Anarcho-Surrealist Prison Update


A few months ago, I linked to a story about anarchists in the Spanish Civil War. According to the Guardian, the Iberian anarcho-communists tortured their prisoners by confining them in bizarre cells "inspired by ideas of geometric abstraction and surrealism." I wasn't quite sure that proper anarchists would be building prisons—it seems to contradict the philosophy, y'know—but that just made the tale more surreal.

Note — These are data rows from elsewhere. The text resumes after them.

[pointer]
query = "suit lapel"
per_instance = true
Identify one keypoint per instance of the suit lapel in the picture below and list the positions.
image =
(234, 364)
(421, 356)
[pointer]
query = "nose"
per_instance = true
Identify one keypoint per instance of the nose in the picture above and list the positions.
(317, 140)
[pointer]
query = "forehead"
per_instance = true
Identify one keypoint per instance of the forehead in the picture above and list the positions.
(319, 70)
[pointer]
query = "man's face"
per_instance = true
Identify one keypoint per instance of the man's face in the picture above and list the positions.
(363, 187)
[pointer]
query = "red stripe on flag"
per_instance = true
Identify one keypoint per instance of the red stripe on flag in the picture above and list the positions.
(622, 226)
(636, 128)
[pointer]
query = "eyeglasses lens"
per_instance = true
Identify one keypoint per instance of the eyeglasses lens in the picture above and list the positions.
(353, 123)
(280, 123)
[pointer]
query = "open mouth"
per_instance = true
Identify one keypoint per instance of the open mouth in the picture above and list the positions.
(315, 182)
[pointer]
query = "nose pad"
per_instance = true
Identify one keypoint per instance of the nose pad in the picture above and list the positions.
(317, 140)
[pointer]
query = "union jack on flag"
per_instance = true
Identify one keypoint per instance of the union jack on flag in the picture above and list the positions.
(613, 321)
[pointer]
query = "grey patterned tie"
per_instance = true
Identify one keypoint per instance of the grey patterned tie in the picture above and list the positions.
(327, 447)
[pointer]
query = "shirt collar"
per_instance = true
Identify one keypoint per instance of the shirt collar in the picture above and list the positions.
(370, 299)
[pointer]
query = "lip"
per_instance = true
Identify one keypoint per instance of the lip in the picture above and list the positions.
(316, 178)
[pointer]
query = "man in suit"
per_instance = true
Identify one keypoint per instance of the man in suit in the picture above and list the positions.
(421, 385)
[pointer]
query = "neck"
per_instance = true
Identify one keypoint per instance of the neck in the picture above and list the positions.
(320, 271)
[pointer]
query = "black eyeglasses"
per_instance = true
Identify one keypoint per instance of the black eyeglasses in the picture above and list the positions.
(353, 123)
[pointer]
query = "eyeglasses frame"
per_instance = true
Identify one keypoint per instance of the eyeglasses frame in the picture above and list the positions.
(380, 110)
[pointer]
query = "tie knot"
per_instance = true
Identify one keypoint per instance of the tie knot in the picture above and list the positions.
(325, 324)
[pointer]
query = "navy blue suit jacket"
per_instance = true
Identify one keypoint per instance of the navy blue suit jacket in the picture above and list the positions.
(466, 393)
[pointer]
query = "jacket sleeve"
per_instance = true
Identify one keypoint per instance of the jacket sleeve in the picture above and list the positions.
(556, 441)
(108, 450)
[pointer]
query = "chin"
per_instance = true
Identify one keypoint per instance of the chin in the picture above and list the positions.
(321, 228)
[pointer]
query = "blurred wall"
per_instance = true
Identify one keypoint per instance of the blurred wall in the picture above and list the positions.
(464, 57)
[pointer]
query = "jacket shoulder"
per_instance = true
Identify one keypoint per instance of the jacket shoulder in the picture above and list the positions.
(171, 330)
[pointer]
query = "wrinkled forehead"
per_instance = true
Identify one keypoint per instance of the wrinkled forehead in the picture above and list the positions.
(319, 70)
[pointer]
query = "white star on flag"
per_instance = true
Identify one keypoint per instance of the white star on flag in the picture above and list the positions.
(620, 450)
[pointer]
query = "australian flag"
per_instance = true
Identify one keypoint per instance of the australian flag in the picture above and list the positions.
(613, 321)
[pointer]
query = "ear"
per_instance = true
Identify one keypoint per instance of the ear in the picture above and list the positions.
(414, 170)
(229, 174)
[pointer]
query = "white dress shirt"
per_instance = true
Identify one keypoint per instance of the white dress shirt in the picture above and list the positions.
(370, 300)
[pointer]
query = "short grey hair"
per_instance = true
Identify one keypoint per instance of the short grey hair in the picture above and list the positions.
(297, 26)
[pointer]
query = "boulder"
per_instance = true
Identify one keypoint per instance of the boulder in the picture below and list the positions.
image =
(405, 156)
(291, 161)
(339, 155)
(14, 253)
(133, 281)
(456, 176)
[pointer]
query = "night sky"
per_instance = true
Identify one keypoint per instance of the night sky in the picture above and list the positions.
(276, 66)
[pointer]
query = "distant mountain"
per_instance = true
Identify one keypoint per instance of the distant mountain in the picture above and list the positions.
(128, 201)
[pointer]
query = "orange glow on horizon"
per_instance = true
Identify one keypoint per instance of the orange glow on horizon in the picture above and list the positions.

Now some modern anarchs are crying foul. Writing in the Spring 2003 issue of Fifth Estate, a long-lived anarchist journal, Don LaCoss notes that the story's sole source—the alleged courtroom confession of the anarchist Alphonse Laurencic—isn't particularly credible. "In the Soviet example," LaCoss writes, "the accused were tortured until they 'confessed' to espionage, [to] sabotage, or to some other ridiculous crime against Stalin and the people of the U.S.S.R.; in Franco's Spain, captured anarchists, communists, and Republicans admitted before military tribunals that they had raped nuns, encouraged homosexuality, and published hardcore pornography—and, in the case of Alphonse Laurencic, psychologically tortured political prisoners with repeated screenings of Bunuel's Un Chien andalou—as part of a fictitious, sprawling, Judeo-Masonic conspiracy based in Moscow." After providing more details about Francoist repression, LaCoss concludes: "In such a nightmarish context as this, bizarre atrocity propaganda about anarchist torturers' use of 'degenerate art' is not at all surprising."